On any given Sunday morning around the United States you can turn on your television and watch some of the most compelling, heart wrenching shows there are. You know what I mean. As a beautiful song plays in the background your eyes are besieged with images of babies that are so thin there is nothing left of them or stomachs bloated because of the worms inhabiting their tiny little bodies. The camera zooms in and you see a child with flies surrounding his eyes and it makes you flinch because the little one doesn’t even seem to realize they are there at all. The images are painful and the question arises: what do you do when you see such things?

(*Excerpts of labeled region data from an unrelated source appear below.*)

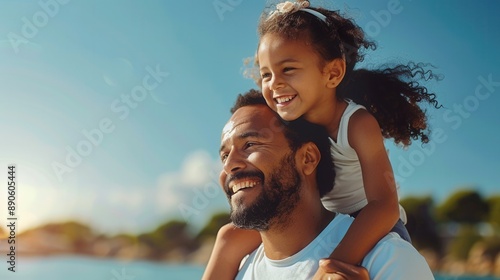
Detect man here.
[220,90,434,280]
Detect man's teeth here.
[276,96,294,104]
[232,181,257,193]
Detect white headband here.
[268,1,326,23]
[299,8,326,23]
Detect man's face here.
[220,105,301,230]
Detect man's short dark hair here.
[231,89,335,197]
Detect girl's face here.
[257,33,334,123]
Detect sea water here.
[0,256,499,280]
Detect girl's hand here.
[313,259,370,280]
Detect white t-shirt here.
[236,214,434,280]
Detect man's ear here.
[297,142,321,175]
[324,58,346,88]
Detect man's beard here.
[231,152,301,231]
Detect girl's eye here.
[220,154,228,163]
[260,73,271,79]
[245,142,255,148]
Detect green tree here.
[139,220,199,259]
[448,225,481,260]
[437,189,489,224]
[486,195,500,228]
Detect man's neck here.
[261,203,335,260]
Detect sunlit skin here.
[202,105,368,280]
[220,105,334,259]
[257,33,346,131]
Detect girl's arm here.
[202,224,262,280]
[330,110,399,264]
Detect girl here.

Some of us never watch these programs. When we see one on the TV we quickly find an interesting sermon or an old episode of “I Love Lucy” on TV Land. Some of us watch with a feeling akin to hopelessness. There are so many children. There are so many needs. Even now with cyclones in Burma and earthquakes in China we can feel completely overwhelmed because the need is greater than ourselves. And some, like myself, force ourselves to watch because this is a true reality show. As the tears stream down our faces we wonder how simple folks like ourselves can make a difference when there are literally thousands upon thousands in need of hope.
The fact is, we can make a difference even if it affects only one life, with compassionate concern lived out one person at a time: one woman who longs for relief from constant back pain, one man who needs sunglasses for his dry & hurting eyes, one child whose face is covered with dirt and dust in need of physical touch. This is what we experienced in a real life drama in Timbuktu, Mali, one of the world’s poorest cities.
Our little medical team was serving the people that live in the Belt of Misery, a region full of squatters’ huts that surrounds the city. The people there have no easily accessible water, no sanitation, and little availability to the food needed to feed their large families. We saw middle-aged men and women who looked elderly. We saw children with ringworm covering their heads and eyes so red from dust that is made us squirm with discomfort. We saw women whose feet were so cracked and dry that just giving them lotion brought a smile from ear to ear. And then we saw him.
He was brought in by a neighbor friend because the mother had to remain at home with his twin brother. He could have been on any Sunday morning TV show, but there he was in front of our eyes. He was a perfectly formed little boy, ten fingers and ten toes, a precious little face, and beautiful dark hair. But he was dying right there before us. His breathing was so shallow that it was imperceptible, his body so thin that the tip of a sock fit as a hat on his little head. He was unable to breastfeed and was literally starving to death. Our doctors quickly went to work giving him the simplest life saving technique -a rehydrating fluid fed to him drop by drop from an ear syringe. Little by little his breathing became steadier and he was stable enough to be taken to the hospital and placed on an IV which our doctors paid for, along with his twin brother.
He is only one child after all, but he is a child who is alive today because we didn’t “change the channel” or throw up our hands in overwhelming hopelessness. He was sick and we cared for him. And who knows what great things might be in store for that one life!
On a side note, sadly his little brother passed away just a few days later. The story that is circulating is that the baby for whom the team intervened is miraculously still alive. In the grim reality of malnutrition, sickness, disease and death, we are thankful to have served as channels of life and hope for many.